Microvascular invasion (MVI) is well known to negatively influence outcomes following surgical treatment of hepatocellular cancer (HCC) patients. The aim of this study was to evaluate the rationale for prediction of MVI before liver transplantation (LT). Data of 200 HCC patients after LT were subject to retrospective analysis. MVI was present in 57 patients (28.5%). Tumor number (p = 0.001) and size (p = 0.009), and alpha-fetoprotein (p = 0.049) were independent predictors of MVI used to create a prediction model, defined as: 0.293x(tumor number) + 0.283x(tumor size in cm) + 0.164xlog(alpha-fetoprotein in ng/ml) (c statistic = 0.743). The established cut-off (≥2.24) was associated with sensitivity and specificity of 72%. MVI was not an independent risk factor for recurrence (p = 0.307), in contrast to tumor number (p = 0.047) and size (p < 0.001), alpha-fetoprotein (p < 0.001) and poor differentiation (p = 0.039). Recurrence-free survival at 5 years for patients without MVI was 85.9% as compared to 83.3% (p = 0.546) and 55.3% (p = 0.001) for patients with false negative and true positive prediction of MVI, respectively. The use of both morphological and biological tumor features enables effective pre-transplant prediction of high-risk MVI. Provided that these parameters are combined in selection of HCC patients for LT, pre-transplant identification of all patients with MVI does not appear necessary.

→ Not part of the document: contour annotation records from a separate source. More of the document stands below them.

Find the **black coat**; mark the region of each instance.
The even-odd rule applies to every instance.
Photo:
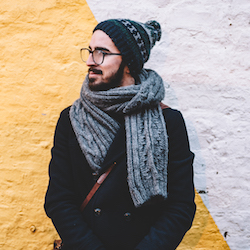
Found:
[[[175,249],[194,213],[193,153],[179,111],[163,110],[169,140],[168,198],[135,208],[127,184],[125,128],[121,126],[104,160],[117,162],[81,213],[95,183],[93,171],[73,132],[69,108],[59,118],[49,167],[45,211],[63,239],[63,249]]]

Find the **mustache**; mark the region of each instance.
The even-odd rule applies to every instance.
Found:
[[[94,68],[89,68],[88,72],[93,72],[95,74],[100,74],[102,75],[102,71],[100,69],[94,69]]]

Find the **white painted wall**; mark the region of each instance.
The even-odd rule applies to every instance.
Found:
[[[162,26],[145,67],[186,120],[195,185],[232,250],[250,249],[250,1],[89,0],[97,21]]]

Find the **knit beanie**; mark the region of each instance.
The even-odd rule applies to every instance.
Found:
[[[133,77],[140,73],[155,42],[161,39],[161,26],[156,21],[110,19],[99,23],[93,32],[96,30],[102,30],[111,38]]]

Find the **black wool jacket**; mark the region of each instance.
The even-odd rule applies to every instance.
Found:
[[[63,240],[64,250],[172,250],[191,227],[195,214],[193,158],[179,111],[163,110],[169,162],[168,198],[135,208],[127,184],[126,137],[120,127],[102,165],[116,166],[81,213],[96,177],[76,139],[69,108],[58,120],[45,211]]]

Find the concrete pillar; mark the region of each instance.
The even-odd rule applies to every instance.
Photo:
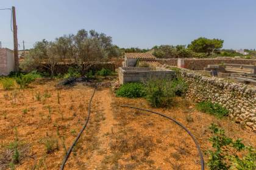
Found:
[[[178,58],[177,66],[178,68],[185,68],[185,59]]]

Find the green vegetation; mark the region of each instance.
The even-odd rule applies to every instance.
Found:
[[[188,89],[188,84],[180,77],[177,77],[171,82],[171,86],[174,89],[175,95],[177,96],[183,96]]]
[[[144,86],[140,83],[130,83],[122,85],[116,90],[116,96],[127,98],[137,98],[145,96]]]
[[[218,118],[222,118],[229,115],[229,110],[218,103],[210,101],[202,101],[198,103],[196,108],[202,112],[210,114]]]
[[[170,80],[152,77],[146,80],[143,84],[124,84],[116,93],[118,97],[127,98],[145,97],[151,106],[160,107],[171,106],[172,98],[183,95],[187,89],[187,84],[181,78]]]
[[[64,78],[68,78],[71,77],[78,78],[81,76],[81,74],[79,70],[76,68],[69,67],[68,70],[68,73],[64,75]]]
[[[169,107],[172,103],[175,90],[168,79],[150,78],[146,84],[146,98],[153,107]]]
[[[236,52],[233,50],[226,50],[222,49],[220,51],[220,56],[243,56],[243,54]]]
[[[46,154],[52,153],[55,150],[59,149],[58,140],[53,137],[48,137],[44,141],[44,146]]]
[[[109,69],[102,68],[101,70],[97,72],[97,75],[106,76],[112,74],[112,71]]]
[[[0,81],[2,88],[5,90],[10,90],[15,86],[15,81],[12,78],[2,78]]]
[[[224,40],[219,39],[208,39],[200,37],[193,41],[188,46],[188,48],[197,53],[205,53],[210,56],[215,51],[220,49],[223,46]]]
[[[241,139],[233,140],[225,135],[224,129],[212,124],[209,127],[212,137],[210,141],[213,149],[208,150],[207,163],[210,170],[254,170],[256,169],[256,152],[251,146],[246,146]]]
[[[21,73],[20,76],[15,77],[16,82],[21,89],[27,87],[27,86],[35,81],[35,78],[41,77],[41,75],[36,72],[32,72],[27,74]]]

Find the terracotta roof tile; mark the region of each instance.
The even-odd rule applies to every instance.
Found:
[[[124,56],[128,58],[156,59],[149,53],[126,53]]]

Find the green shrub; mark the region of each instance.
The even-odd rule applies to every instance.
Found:
[[[112,71],[109,69],[102,68],[101,70],[97,72],[97,75],[103,76],[110,75],[112,73]]]
[[[93,70],[90,70],[89,72],[87,72],[85,76],[88,78],[95,78],[95,73],[93,72]]]
[[[52,137],[49,137],[44,141],[44,146],[46,154],[52,153],[55,150],[59,150],[59,149],[58,140]]]
[[[81,76],[81,74],[77,69],[74,67],[68,68],[68,73],[64,75],[64,78],[68,78],[70,77],[78,78]]]
[[[212,124],[210,141],[213,149],[208,151],[207,165],[210,170],[256,169],[256,152],[246,146],[241,139],[233,140],[225,135],[225,131]]]
[[[214,115],[218,118],[222,118],[229,115],[229,110],[218,103],[210,101],[202,101],[198,103],[196,108],[202,112]]]
[[[175,94],[177,96],[183,96],[185,95],[188,85],[182,78],[177,78],[171,81],[172,88],[174,89]]]
[[[144,86],[140,83],[130,83],[122,85],[116,90],[116,96],[127,98],[142,97],[145,95]]]
[[[15,81],[12,78],[3,78],[1,80],[2,88],[6,90],[10,90],[12,87],[14,87]]]
[[[171,80],[151,78],[145,81],[146,98],[153,107],[169,107],[172,104],[175,89]]]
[[[37,72],[32,72],[27,74],[21,74],[15,78],[16,82],[20,85],[21,89],[24,89],[29,84],[35,81],[35,78],[41,77],[41,75]]]

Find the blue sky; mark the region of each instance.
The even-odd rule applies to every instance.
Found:
[[[110,35],[121,47],[188,44],[205,36],[226,49],[256,49],[255,0],[0,0],[16,7],[26,48],[81,29]],[[0,41],[13,48],[10,12],[0,10]]]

微血管侵犯(MVI)已知会对接受肝细胞癌(HCC)手术治疗的患者的预后产生负面影响。本研究旨在评估在肝移植(LT)前预测 MVI 的合理性。对 200 例 LT 后 HCC 患者的数据进行回顾性分析。57 例患者(28.5%)存在 MVI。肿瘤数量(p=0.001)和大小(p=0.009)以及甲胎蛋白(p=0.049)是 MVI 的独立预测因子,用于创建预测模型,定义为:0.293x(肿瘤数量)+0.283x(肿瘤大小 cm)+0.164xlog(ng/ml 甲胎蛋白)(c 统计量=0.743)。确定的临界值(≥2.24)与 72%的敏感性和特异性相关。与肿瘤数量(p=0.047)、大小(p<0.001)、甲胎蛋白(p<0.001)和低分化(p=0.039)相比,MVI 不是复发的独立危险因素(p=0.307)。无 MVI 患者的 5 年无复发生存率为 85.9%,而 MVI 假阴性和真阳性预测的患者分别为 83.3%(p=0.546)和 55.3%(p=0.001)。使用形态学和生物学肿瘤特征可以有效预测 LT 前高危 MVI。只要这些参数结合起来用于选择 HCC 患者进行 LT,在 LT 前识别所有 MVI 患者似乎就没有必要。